Tuesday, November 21, 2006

War on Terrorism Doomed to Failure?

Patrick Seale in Al-Hayat (Nov 17, 2006) notes that Dr Louise Richardson, in a recent book, What Terrorists Want: Understanding the Enemy, Containing the Threat, has written what many others of us have been saying - shouting into the wind - for some time: "'The declaration of a global war on terrorism has been a terrible mistake and is doomed to failure.'" The difference now is that this desperate assertion is finally getting a hearing. Seale points out that finally there is now a discussion in the decision making circles about the condition of the world after six years of Bush II's foreign policy. At least now the nature of the situation can be discussed, now that no one is claiming that the "liberal media" have exaggerated the problem. Seale also quotes George Soros: "The war on terror cannot be won." Rather, "an endless war against an unseen enemy is doing great damage to our power and prestige abroad and to our open society at home. It has led to a dangerous extension of executive powers; it has tarnished our adherence to universal human rights; it has inhibited the critical process that is at the heart of an open society; and it has cost a lot of money."
What to do about so great a disaster is, finally, the new question. U.S. Army Gen. John Abizaid, commander of US forces in the Middle East, says he has the answer: the solution is to fight it out in Iraq. This he declared in congressional committees last Wednesday. But at the same time he rejected calls to either boost U.S. troop levels to quell the violence or to start a phased withdrawal from Iraq. And in a speech last Friday he said that if the world does not find a way to stem the rise of Islamic militancy, it will face a third world war.
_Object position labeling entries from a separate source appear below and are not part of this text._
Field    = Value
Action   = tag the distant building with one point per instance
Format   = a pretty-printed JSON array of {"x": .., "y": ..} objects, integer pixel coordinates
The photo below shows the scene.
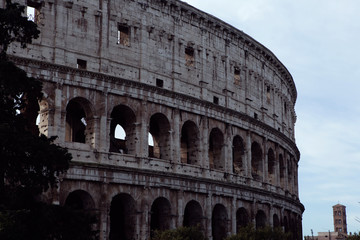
[
  {"x": 340, "y": 226},
  {"x": 339, "y": 213}
]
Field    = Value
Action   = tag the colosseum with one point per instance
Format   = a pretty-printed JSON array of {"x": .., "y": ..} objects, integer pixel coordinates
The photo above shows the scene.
[{"x": 173, "y": 117}]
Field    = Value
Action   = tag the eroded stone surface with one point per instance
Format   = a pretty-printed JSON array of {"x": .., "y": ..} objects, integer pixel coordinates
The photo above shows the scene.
[{"x": 218, "y": 104}]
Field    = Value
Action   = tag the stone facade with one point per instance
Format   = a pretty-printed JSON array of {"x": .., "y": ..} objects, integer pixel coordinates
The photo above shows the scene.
[{"x": 218, "y": 105}]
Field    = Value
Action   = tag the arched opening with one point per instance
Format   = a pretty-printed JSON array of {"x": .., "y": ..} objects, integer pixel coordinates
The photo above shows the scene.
[
  {"x": 76, "y": 120},
  {"x": 80, "y": 200},
  {"x": 260, "y": 219},
  {"x": 122, "y": 130},
  {"x": 216, "y": 142},
  {"x": 122, "y": 217},
  {"x": 256, "y": 161},
  {"x": 160, "y": 215},
  {"x": 238, "y": 154},
  {"x": 219, "y": 222},
  {"x": 276, "y": 221},
  {"x": 286, "y": 224},
  {"x": 290, "y": 172},
  {"x": 189, "y": 143},
  {"x": 271, "y": 166},
  {"x": 160, "y": 132},
  {"x": 242, "y": 218},
  {"x": 42, "y": 120},
  {"x": 282, "y": 170},
  {"x": 193, "y": 214}
]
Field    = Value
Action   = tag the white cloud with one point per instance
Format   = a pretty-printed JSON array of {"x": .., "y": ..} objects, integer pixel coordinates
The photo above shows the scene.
[{"x": 318, "y": 41}]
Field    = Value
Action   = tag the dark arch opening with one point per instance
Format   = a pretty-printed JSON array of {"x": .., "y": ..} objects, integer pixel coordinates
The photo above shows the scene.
[
  {"x": 80, "y": 200},
  {"x": 122, "y": 217},
  {"x": 124, "y": 117},
  {"x": 160, "y": 132},
  {"x": 238, "y": 154},
  {"x": 260, "y": 219},
  {"x": 276, "y": 221},
  {"x": 193, "y": 214},
  {"x": 78, "y": 113},
  {"x": 271, "y": 166},
  {"x": 189, "y": 143},
  {"x": 219, "y": 222},
  {"x": 216, "y": 142},
  {"x": 160, "y": 215},
  {"x": 286, "y": 224},
  {"x": 256, "y": 161},
  {"x": 242, "y": 218}
]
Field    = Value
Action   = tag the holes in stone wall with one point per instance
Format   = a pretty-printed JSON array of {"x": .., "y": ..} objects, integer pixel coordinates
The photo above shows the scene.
[
  {"x": 160, "y": 131},
  {"x": 33, "y": 11},
  {"x": 260, "y": 219},
  {"x": 75, "y": 122},
  {"x": 256, "y": 161},
  {"x": 276, "y": 221},
  {"x": 219, "y": 222},
  {"x": 237, "y": 76},
  {"x": 216, "y": 142},
  {"x": 81, "y": 64},
  {"x": 160, "y": 215},
  {"x": 193, "y": 215},
  {"x": 189, "y": 143},
  {"x": 271, "y": 165},
  {"x": 122, "y": 130},
  {"x": 80, "y": 200},
  {"x": 282, "y": 166},
  {"x": 123, "y": 35},
  {"x": 216, "y": 100},
  {"x": 238, "y": 152},
  {"x": 159, "y": 83},
  {"x": 189, "y": 57},
  {"x": 122, "y": 217},
  {"x": 242, "y": 218},
  {"x": 268, "y": 95}
]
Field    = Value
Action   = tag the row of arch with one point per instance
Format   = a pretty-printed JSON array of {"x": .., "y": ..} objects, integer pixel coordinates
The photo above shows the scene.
[
  {"x": 123, "y": 216},
  {"x": 124, "y": 138}
]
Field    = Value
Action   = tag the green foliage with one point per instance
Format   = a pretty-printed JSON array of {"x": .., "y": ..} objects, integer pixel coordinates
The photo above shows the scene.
[
  {"x": 29, "y": 164},
  {"x": 266, "y": 233},
  {"x": 181, "y": 233},
  {"x": 46, "y": 222},
  {"x": 14, "y": 26}
]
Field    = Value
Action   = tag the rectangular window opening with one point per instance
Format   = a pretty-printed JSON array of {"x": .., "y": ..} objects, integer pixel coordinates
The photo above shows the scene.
[
  {"x": 237, "y": 76},
  {"x": 123, "y": 36},
  {"x": 33, "y": 11},
  {"x": 189, "y": 57},
  {"x": 268, "y": 95},
  {"x": 159, "y": 83},
  {"x": 216, "y": 100},
  {"x": 81, "y": 64}
]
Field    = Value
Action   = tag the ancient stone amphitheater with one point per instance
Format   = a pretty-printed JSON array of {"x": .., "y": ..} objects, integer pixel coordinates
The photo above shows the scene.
[{"x": 173, "y": 117}]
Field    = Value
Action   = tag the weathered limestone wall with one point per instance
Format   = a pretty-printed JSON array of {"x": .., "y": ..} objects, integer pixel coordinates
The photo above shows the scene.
[{"x": 218, "y": 104}]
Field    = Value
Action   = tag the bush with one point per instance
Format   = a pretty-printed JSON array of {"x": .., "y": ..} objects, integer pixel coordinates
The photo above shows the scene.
[
  {"x": 181, "y": 233},
  {"x": 266, "y": 233}
]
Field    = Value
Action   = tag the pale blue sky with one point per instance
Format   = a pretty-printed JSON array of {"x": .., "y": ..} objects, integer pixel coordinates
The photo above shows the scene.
[{"x": 319, "y": 43}]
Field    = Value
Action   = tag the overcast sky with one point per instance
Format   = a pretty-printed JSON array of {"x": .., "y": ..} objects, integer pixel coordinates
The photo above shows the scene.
[{"x": 319, "y": 43}]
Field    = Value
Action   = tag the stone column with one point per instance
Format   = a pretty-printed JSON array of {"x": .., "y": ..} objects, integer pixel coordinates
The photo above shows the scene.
[
  {"x": 175, "y": 156},
  {"x": 265, "y": 162},
  {"x": 247, "y": 160}
]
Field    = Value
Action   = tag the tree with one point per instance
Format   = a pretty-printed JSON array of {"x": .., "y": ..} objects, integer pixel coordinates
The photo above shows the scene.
[
  {"x": 356, "y": 236},
  {"x": 29, "y": 164},
  {"x": 266, "y": 233}
]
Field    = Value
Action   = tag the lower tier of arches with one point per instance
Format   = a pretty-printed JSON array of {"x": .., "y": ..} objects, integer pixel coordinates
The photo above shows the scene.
[{"x": 132, "y": 205}]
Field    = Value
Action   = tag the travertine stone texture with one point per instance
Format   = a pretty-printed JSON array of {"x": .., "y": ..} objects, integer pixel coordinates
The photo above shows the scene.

Dangerous as the situation is, as he presents it, he doesn't want to increase the level of US commitment to Iraq. That seems like more of the same: On the one hand our leaders tell us that the situation is desperate; on the other hand they don't want to make the kind of commitment that would be necessary to deal with a situation so desperate that it could lead to world war III. Given such doublemindedness, what hope is there that a serious commitment will be made to address the ever worsening situation in the Middle East and Central Asia?